We can very strongly conclude that that pathway reactivation is what’s driving the immune therapy resistance.
—Kristian Hargadon, Hampden-Sydney College
In their samples, Obenauf’s team identified a signature of genes that are differentially expressed in targeted therapy–resistant tumors versus sensitive tumors. Using a computational analysis to find the regulators that govern this genetic signature, the scientists found that the MAP kinase signaling pathway was turned on again in resistant tumors and apparently now driving immune evasion. “It was surprising that the differences between the [treatment-sensitive] and the [treatment-resistant] tumors were predicted to be driven by the MAP [kinase] pathway,” Obenauf says, “because the [treatment sensitive] tumors, despite the MAPK pathway being already hyperactive, were so sensitive to immunotherapy, whereas the [treatment resistant] tumors, where the MAPK pathway is being re-activated, were so resistant to immunotherapy.”
It turned out that the MAP kinase pathway in resistant tumors more strongly drives gene expression of target genes than it does in sensitive tumors. Components of the pathway also had access to new gene regulatory sites, meaning that they could drive the expression of different genes. “The MAP kinase pathway, the same pathway that is very important for tumor initiation, is rewired and enhanced in this process of therapy resistance to establish a very different immune phenotype,” says Obenauf.

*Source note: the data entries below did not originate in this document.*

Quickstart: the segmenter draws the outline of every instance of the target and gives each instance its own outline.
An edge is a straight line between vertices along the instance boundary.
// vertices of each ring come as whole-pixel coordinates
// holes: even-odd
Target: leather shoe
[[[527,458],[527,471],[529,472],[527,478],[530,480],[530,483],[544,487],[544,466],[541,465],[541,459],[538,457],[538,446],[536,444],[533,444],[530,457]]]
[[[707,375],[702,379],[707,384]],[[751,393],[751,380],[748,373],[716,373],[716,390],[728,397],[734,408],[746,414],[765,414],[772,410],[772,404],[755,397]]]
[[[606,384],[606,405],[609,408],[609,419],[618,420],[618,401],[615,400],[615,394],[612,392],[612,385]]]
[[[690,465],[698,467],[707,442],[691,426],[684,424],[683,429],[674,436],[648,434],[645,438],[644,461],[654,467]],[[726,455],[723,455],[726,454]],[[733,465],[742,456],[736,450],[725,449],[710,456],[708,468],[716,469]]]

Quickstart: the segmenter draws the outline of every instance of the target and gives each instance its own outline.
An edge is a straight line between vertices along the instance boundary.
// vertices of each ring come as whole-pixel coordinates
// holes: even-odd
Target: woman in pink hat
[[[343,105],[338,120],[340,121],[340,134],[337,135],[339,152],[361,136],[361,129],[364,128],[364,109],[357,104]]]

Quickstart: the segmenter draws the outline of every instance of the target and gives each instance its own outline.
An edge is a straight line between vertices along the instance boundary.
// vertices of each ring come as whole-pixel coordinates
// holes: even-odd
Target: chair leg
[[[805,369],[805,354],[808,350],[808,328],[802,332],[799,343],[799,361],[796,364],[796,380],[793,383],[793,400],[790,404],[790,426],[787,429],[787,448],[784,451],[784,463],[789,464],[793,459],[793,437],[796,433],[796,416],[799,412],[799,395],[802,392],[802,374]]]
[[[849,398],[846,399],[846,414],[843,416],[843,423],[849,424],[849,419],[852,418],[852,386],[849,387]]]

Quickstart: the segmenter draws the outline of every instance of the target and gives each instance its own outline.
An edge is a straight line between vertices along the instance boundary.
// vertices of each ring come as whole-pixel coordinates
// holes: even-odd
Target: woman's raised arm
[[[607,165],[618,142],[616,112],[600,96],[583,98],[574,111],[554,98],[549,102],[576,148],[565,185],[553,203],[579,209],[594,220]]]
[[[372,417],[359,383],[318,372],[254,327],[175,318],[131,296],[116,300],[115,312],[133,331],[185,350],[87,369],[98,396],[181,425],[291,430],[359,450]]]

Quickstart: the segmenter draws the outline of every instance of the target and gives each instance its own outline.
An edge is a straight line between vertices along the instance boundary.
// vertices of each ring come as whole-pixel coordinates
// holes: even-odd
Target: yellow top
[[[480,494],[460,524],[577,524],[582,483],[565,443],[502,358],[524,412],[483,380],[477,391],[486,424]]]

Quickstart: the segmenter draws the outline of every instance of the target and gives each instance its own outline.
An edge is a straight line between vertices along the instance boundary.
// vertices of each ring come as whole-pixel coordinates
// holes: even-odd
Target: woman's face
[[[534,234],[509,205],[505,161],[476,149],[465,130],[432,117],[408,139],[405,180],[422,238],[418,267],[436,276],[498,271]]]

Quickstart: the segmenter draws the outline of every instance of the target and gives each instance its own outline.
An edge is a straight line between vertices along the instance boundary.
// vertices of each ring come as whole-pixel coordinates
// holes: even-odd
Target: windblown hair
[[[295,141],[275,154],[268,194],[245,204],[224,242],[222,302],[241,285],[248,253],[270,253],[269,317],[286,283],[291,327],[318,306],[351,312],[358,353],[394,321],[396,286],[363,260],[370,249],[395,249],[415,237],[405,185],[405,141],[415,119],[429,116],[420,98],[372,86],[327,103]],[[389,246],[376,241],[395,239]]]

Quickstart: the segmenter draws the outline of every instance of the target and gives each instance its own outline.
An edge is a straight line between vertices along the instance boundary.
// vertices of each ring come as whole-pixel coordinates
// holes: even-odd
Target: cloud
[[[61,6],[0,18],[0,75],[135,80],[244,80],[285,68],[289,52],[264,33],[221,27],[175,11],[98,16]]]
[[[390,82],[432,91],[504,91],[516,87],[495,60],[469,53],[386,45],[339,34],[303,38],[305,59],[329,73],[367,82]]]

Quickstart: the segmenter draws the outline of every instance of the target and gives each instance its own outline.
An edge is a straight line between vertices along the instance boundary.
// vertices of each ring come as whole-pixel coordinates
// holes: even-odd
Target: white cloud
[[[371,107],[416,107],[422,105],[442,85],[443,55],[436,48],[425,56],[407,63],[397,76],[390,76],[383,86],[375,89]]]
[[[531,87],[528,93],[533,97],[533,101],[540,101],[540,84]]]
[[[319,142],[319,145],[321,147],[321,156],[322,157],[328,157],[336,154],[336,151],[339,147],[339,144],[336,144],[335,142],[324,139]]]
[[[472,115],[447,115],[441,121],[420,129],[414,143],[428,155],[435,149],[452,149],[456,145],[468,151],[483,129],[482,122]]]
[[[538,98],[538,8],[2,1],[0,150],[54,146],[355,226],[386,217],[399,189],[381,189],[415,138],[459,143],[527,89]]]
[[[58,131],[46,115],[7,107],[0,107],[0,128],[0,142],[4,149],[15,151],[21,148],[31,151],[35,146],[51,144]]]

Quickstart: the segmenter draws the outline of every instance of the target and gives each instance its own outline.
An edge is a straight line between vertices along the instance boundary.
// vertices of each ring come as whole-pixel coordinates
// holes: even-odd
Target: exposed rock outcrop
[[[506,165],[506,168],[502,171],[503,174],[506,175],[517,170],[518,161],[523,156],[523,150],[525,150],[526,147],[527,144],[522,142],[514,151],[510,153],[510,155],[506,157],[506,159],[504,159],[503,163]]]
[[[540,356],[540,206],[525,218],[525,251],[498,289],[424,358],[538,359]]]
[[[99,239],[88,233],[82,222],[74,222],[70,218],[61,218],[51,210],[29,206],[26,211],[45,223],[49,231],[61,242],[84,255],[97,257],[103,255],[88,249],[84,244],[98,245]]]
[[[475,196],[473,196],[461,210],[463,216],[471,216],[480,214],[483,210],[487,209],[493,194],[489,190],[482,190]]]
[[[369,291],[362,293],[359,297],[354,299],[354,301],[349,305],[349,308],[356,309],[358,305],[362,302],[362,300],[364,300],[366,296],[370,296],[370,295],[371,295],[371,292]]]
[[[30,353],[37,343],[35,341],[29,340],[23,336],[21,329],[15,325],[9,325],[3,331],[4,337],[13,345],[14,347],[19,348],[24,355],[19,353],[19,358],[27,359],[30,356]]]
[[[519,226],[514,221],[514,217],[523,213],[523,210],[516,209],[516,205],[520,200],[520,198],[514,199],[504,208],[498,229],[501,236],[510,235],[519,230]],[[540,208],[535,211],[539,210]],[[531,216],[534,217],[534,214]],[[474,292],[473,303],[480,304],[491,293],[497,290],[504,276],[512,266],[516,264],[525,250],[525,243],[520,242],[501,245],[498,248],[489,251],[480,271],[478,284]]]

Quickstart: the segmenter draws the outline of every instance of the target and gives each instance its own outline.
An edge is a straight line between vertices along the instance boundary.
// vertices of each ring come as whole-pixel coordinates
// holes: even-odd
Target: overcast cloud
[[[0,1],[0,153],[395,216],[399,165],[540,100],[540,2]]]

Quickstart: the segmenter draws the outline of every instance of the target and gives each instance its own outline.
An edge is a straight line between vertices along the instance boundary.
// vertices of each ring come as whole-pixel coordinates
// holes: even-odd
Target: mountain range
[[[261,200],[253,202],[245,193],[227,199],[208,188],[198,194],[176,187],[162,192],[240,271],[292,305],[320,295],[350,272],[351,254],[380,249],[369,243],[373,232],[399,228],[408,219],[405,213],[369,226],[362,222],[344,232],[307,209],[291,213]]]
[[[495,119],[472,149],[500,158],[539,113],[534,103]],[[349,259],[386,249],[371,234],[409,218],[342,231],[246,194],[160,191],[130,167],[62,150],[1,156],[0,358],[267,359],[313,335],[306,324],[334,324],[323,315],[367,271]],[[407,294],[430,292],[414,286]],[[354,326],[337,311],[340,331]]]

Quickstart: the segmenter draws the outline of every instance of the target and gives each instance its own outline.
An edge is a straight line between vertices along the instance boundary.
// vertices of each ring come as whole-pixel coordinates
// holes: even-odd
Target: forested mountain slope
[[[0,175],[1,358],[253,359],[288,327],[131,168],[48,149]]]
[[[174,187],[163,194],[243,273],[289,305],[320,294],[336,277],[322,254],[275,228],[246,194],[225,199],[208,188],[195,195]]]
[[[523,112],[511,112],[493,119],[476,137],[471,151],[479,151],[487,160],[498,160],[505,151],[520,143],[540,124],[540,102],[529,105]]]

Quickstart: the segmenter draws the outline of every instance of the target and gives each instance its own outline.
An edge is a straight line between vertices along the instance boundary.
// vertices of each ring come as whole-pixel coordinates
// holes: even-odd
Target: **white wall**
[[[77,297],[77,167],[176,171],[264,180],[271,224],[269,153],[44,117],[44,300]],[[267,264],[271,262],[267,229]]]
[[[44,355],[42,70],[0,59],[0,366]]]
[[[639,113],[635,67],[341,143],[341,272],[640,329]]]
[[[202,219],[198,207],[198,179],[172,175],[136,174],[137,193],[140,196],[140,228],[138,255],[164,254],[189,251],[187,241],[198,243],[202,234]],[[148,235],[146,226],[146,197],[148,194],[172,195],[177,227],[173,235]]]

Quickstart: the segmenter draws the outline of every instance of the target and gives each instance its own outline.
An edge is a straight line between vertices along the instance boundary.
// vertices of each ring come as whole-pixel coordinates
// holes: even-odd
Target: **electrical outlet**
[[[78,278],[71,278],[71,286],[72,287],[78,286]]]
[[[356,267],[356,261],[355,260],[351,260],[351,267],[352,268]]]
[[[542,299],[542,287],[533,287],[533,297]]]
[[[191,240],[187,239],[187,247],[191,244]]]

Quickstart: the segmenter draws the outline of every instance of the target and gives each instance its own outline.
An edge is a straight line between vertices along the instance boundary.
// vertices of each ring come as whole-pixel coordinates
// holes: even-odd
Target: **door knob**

“We can very strongly conclude that that pathway reactivation is what’s driving the immune therapy resistance,” says Kristian Hargadon, a biologist at Hampden-Sydney College not connected with the study. “And that is something that people would not have expected up until this point, yet now that explains a lot of previous observations.”
Pulling all these strands together, the team treated mice that had targeted treatment–resistant tumors with a MEK inhibitor, which inhibits the MAP kinase pathway at a different point than does the targeted treatment used initially. In vitro, this inhibition reverted the expression of 80 percent of the genes that formed the signature for resistance back to the treatment-sensitive expression signature. When mice with a treatment-resistant tumor were given the MEK inhibitor, dendritic cells became more numerous and active, inducing T cell proliferation. When the researchers gave the animals immunotherapy, the T cells were able to bring the tumors under control, and the mice survived longer. “The effects were quite drastic, indicating that the MAP kinase pathway along with the dendritic cells really are responsible for mediating cross-resistance,” says Obenauf.
“This is a very elegant, intricate, thorough study,” Hargadon concludes. “Several different tumor models were studied, several different therapeutic regimens were evaluated, all pointing to the same phenomenon here.”